Though Khan himself would not speculate on the dates for the fair, other sources said that it would be held in October.

Prior to the fair, secretaries of the commerce ministries of the two countries would meet to thrash out outstanding issues, Khan added.

Pakistani officials are gung-ho about promoting official trade with India and divert what has been going on unofficially into official trade. The official trade is only a fraction of the volume of unofficial trade, which is worth over a billion dollars.

Khan was hopeful that the on-going political détente between India and Pakistan would help improve economic ties between them.

“The current state of Pakistan-India relations is sound. India believes that a stable Pakistan is the best option for it. There will be a spill-over into India if Pakistan is unstable,” Khan said.

“Increased trade links will help forge political understanding,” added Muhemmed Aejaz, economic counsellor at the Pakistani embassy in Colombo.

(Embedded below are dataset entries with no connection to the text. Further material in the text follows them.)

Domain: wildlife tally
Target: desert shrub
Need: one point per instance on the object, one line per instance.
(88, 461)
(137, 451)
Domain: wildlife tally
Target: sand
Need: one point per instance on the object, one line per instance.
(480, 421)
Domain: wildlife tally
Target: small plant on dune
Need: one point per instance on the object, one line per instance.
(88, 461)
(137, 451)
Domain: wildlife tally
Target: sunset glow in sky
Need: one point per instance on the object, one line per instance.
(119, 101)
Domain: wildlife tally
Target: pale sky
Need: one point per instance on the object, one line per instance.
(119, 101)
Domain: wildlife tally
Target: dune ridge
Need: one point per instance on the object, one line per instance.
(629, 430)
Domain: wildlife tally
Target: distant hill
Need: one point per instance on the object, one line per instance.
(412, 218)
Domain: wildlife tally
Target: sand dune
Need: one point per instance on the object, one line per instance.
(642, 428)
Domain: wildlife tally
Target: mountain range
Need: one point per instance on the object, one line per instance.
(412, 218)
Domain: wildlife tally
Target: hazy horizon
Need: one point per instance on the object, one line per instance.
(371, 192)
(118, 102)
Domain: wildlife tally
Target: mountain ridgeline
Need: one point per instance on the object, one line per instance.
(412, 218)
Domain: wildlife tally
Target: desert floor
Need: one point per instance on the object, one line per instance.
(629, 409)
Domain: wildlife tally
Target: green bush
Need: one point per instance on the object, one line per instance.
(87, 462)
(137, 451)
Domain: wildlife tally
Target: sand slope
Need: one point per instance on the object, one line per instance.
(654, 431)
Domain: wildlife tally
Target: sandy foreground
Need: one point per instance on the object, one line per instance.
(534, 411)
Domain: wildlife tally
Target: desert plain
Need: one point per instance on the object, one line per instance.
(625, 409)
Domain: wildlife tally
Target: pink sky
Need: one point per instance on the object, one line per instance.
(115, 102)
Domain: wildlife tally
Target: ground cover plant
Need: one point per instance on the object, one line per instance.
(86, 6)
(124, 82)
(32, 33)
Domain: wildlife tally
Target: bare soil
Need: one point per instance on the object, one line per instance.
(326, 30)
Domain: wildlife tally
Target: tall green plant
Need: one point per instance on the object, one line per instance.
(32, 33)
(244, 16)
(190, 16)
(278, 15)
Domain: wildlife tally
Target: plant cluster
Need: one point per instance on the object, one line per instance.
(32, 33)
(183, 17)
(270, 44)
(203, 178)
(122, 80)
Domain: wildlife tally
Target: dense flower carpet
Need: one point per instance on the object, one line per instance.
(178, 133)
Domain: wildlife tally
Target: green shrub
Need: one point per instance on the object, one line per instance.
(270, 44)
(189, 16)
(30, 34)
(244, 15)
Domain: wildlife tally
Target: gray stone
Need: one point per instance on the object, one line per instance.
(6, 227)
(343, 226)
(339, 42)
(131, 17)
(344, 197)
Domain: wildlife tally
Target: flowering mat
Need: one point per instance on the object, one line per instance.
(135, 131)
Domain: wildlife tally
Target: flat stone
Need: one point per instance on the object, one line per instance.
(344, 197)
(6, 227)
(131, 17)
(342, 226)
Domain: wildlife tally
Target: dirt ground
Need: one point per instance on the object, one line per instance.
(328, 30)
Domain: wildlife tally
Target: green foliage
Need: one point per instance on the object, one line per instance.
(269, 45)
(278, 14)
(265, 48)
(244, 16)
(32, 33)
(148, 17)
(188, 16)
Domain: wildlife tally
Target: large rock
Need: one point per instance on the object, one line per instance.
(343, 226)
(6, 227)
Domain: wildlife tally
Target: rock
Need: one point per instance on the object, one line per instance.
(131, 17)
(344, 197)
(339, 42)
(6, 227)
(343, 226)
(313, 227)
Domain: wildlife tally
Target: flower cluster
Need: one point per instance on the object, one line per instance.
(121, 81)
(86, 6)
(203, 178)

Aejaz said that it was time India and Pakistan thought in terms of promoting trilateral India-Pakistan-Sri Lanka trade, making use of the ties forged by the free trade agreements (FTAs) which had been entered into by India and Pakistan with Sri Lanka, separately.

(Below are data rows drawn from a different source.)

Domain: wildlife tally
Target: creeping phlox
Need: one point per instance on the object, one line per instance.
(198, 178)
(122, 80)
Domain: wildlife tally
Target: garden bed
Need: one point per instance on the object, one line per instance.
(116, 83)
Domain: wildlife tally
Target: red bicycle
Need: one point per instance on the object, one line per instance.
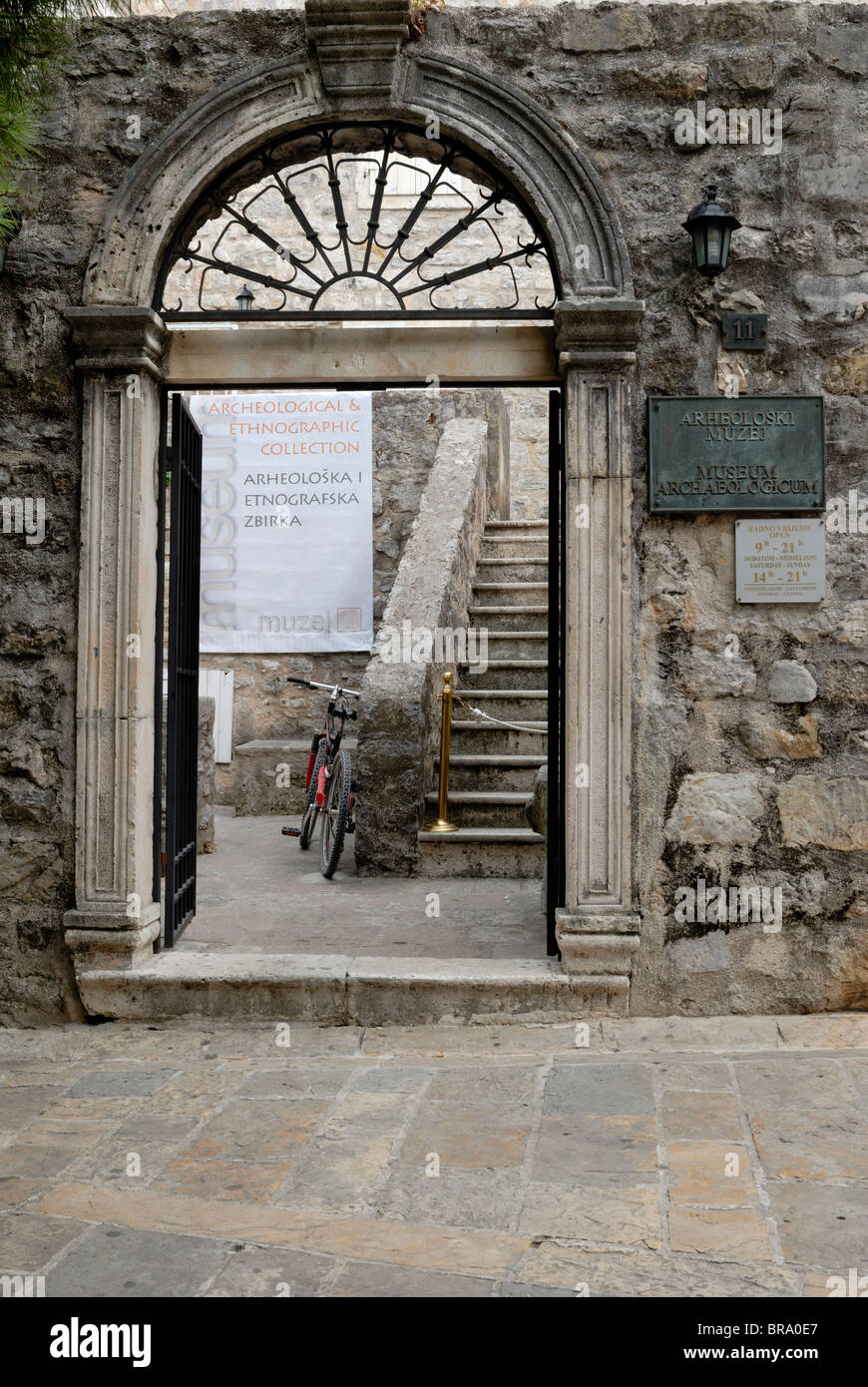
(329, 789)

“The FTAs entered into by Pakistan and India with Sri Lanka, albeit individually, have opened up possibilities for trilateral trade,” he said.

“Pakistan and Sri Lanka should not trade without taking India as the centre,” Aejaz suggested.

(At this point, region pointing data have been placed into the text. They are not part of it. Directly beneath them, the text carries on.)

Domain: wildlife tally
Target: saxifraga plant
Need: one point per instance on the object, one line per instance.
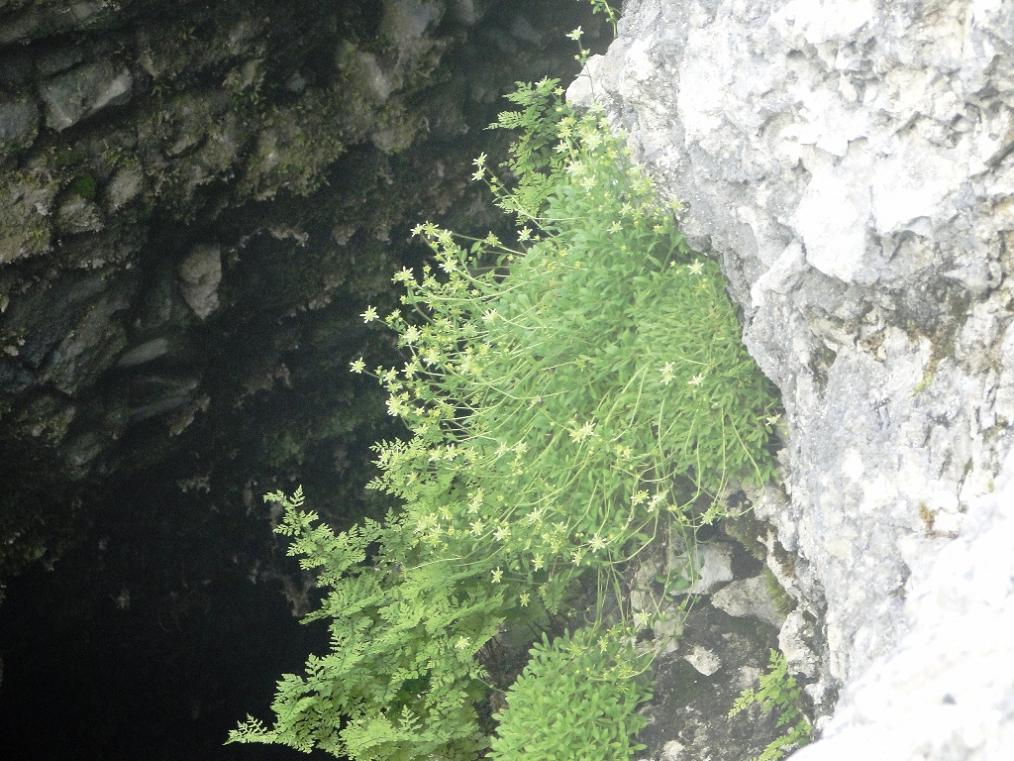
(570, 396)
(778, 692)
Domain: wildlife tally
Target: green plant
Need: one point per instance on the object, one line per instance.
(569, 395)
(576, 700)
(84, 186)
(778, 691)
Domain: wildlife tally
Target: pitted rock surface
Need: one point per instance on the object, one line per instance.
(851, 163)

Sri Lanka and Pakistan entered into an FTA in 2002, which became operational in 2005. The current trade between the two countries is small, $270 million annually.

“But it could grow as the on-going exhibition shows,” Aejaz said.

“Almost all the Pakistani companies taking part in the exhibition here have entered into deals with Sri Lankan parties,” he added.

“But Pakistani traders are still not aware of the potential of the FTA with Sri Lanka though, thanks to the FTA, the two way trade had gone up from $130 million in 2005 to $270 million in 2007,” he said.

Asked about Pakistan’s denial of most favoured nation (MFN) treatment to India, Aejaz said MFN status could not be given to India while the basic political issue of Kashmir remains unsolved.

But Khan believes the problem lies elsewhere. Pakistan’s complaint was that India had put up many non-trade barriers, he said.